Universidad de Aysén entre las diez con mayor endeudamiento del país

Con la intención de afectar lo menos posible el bienestar de los funcionarios de la universidad de Aysén, las nuevas autoridades – encabezadas por el rector Enrique Urra – le presentaron a su comunidad el plan de contingencia para intentar detener la crisis financiera, la cual presenta un déficit de $2.500 millones en los años 2021 y 2022.

De hecho, la situación fue incluso reconocida por las mismas nuevas autoridades, quienes, indicaron que actualmente presentan ingresos por $1.750 millones y egresos por $2.850 millones, evidenciando que de aquí a diciembre presentan una ganancia negativa de -$1.100 millones, dineros que hoy hacen imposible que la casa de estudios le pueda cancelar los sueldos a 140 funcionarios durante este mes de septiembre y diciembre. 

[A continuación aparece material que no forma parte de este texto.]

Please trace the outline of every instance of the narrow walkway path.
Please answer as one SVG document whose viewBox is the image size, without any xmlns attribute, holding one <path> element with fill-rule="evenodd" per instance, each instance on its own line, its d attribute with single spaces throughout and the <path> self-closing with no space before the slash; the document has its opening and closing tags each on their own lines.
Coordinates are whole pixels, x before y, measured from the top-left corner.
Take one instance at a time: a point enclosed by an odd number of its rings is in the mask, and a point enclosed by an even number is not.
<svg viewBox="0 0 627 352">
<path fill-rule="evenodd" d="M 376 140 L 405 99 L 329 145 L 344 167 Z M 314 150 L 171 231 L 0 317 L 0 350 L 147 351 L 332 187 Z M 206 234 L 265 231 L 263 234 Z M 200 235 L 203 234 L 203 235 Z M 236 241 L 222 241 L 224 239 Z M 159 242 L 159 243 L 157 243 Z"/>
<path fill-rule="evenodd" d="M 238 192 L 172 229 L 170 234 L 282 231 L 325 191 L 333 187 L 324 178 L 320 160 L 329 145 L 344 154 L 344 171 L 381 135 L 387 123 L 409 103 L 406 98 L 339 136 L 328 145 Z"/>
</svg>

En su oportunidad, la misma comisión nacional de acreditación sentenció que “la Institución dispone de un numeroso plantel de personal no académico, el que aumentó de 28 personas en cargos administrativos y directivos en 2017 a 120 en 2021”. En el mismo documento se señaló que “en cuanto al personal académico, su aumento fue de 27 a 138 en el mismo periodo”. 

Audio: Enrique Urra, rector universidad de Aysén 

Si se toma en cuenta el nivel de gasto en salarios y la dotación de personal, se observa que en el año 2018 la universidad tenía 133 profesionales, número que se incrementó a 321 este 2023, incrementando su gasto salarial en 402 millones.

Otro antecedente no menor da cuenta de dónde proviene el financiamiento, el cual proviene en casi un 90% del nivel central, apalancando $1.250 millones, gestionando desde la propia universidad tan solo $350 millones. 

Desde el Mineduc reiteraron que la opción de cerrar la universidad no es tal, agregando que desde la subsecretaría de educación superior comprometió la llegada de un profesional especialista en gestión universitaria para asesorar técnicamente a la casa de estudios. 

Audio: Isabel Garrido, seremi de Educación

En paralelo, el pasado fin de semana se reunieron en una mesa la nueva directiva de la universidad, con el gobierno y el gore a fin de empezar a analizar cómo salir de la crisis que tiene a la universidad de Aysén como una de las mayores pérdidas a nivel país.